Angenommen, dass der momentane Kampf nicht mit der Wiedereinsetzung einer einheitlichen Regierung endet, sondern damit, dass das Westjordanland und der Gazastreifen separiert werden. In diesem Falle würden Mahmud Abbas und die PLO das Westjordanland regieren, und der Gazastreifen könnte unter die Regentschaft von Ismail Hanija und der Hamas fallen. Keiner von beiden kann dann für sich beanspruchen, für alle Palästinenser zu sprechen. Erst dann werden es beide leichter finden, über die Frage des Rückkehrrechts vorerst nicht oder sogar überhaupt nicht mehr zu sprechen.
Die Kämpfe im Gazastreifen sind alles andere als schön; das sind Trennungen nie. Auf längere Sicht gesehen wird dieser Krieg der Palästinenser gegen Palästinenser aber zu einer einmaligen Chance, das größte Hindernis des israelisch-palästinensischen Friedensprozesses zu beseitigen. Und wenn es so kommt, dann wird wenigstens das ganze Blutvergießen nicht umsonst gewesen sein.

[...]"

1 Kommentare:

Robert Schmidt hat gesagt…

Da hab ich doch gleich noch eine Frage.
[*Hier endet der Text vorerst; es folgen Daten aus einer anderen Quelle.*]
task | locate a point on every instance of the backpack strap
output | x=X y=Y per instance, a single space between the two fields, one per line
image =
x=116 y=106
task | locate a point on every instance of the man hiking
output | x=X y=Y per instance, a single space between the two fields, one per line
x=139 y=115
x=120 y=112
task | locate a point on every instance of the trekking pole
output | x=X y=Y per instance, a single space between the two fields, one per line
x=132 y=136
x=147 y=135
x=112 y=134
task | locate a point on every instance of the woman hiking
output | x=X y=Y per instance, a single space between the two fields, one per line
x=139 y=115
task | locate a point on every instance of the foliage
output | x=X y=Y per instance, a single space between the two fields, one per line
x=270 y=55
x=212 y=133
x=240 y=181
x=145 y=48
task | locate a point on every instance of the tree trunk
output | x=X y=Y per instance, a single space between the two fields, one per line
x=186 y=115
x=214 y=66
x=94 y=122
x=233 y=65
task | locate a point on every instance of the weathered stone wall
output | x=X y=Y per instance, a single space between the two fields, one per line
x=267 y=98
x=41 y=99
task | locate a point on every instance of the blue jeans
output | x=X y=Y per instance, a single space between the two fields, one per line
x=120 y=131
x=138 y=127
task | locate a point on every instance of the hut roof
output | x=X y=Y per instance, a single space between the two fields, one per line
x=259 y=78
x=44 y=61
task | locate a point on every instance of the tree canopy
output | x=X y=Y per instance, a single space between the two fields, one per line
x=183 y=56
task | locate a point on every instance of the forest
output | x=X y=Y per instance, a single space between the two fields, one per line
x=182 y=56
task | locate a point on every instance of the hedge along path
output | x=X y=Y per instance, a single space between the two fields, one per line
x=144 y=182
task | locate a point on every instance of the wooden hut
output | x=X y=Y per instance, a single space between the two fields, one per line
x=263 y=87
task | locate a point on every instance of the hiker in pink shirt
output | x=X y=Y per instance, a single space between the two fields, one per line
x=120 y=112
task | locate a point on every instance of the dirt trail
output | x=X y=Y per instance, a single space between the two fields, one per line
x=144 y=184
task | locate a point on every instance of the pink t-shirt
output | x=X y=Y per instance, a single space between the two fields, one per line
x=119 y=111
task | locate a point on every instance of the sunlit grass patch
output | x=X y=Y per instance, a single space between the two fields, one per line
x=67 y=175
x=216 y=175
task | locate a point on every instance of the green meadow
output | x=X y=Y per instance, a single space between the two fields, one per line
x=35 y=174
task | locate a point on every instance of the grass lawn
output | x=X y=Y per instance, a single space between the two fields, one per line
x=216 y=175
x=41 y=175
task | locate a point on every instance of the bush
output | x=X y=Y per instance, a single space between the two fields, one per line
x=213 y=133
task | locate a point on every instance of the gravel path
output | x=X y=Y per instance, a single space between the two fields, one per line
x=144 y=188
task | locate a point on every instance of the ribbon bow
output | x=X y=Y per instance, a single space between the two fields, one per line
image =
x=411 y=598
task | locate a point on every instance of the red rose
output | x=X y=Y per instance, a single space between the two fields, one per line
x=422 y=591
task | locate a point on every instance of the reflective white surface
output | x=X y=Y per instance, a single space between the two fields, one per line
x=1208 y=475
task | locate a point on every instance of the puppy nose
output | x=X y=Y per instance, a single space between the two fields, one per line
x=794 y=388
Wie kommt Martin van Creveld nur auf diesen verwegenen Gedanken:

Jetzt, wo die PLO und die Hamas sich gegenseitig in Gaza bekämpfen, wünschen sich die Israelis und der Westen, dass dies aufhören möge und die beiden Gebiete unter einer moderaten Regierung vereint werden, die sich auch mit Israel an einen Tisch setzen kann.

Die Israelis und welcher Westen?
Und warum überhaupt sollten die Israelis den Wunsch haben, sich mit irgendjemandem an einen Tisch zu setzen?
Besser als im Moment kann es doch für den zionistischen Flügel der Israelis sowie für alle, die kein Interesse an einem friedlichen Nahen Osten haben, gar nicht laufen. Man stelle sich nur vor, die Palestinenser würden sich friedlich unter einer moderaten Regierung versammeln und von Stund an die koexistive Zweistaaten-Lösung anstreben. Oder, der Albtraum eines jeden Falken, Israelis und Palestinenser würden sich versöhnen. - Übrigens die in meinen Augen einzige dauerhafte Lösung des Konflikts. Die Einstaaten-Lösung. Eine Art israelisches Palestina. Das Ende Israels, Der Anfang von etwas Neuem. Völlig utopisch, ich weiß. Dort tobt der Ewige Krieg. Zu viele Interessen brauchen ihn.


Auf längere Sicht gesehen wird dieser Krieg der Palästinenser gegen Palästinenser aber zu einer einmaligen Chance, das größte Hindernis des israelisch-palästinensischen Friedensprozesses zu beseitigen.

Teile und herrsche. Wie gesagt, was besseres konnte Israel nicht passieren.

Und wenn es so kommt, dann wird wenigstens das ganze Blutvergießen nicht umsonst gewesen sein.

Was mir als friedensverwöhntem Mitteleuropäer wie widerlicher, arroganter, verachtenswerter Zynismus vorkommt, mag in den Köpfen von Menschen, deren Heimat sich seit Jahrzehnten de facto im Krieg befindet nach tröstenden Worten anhören.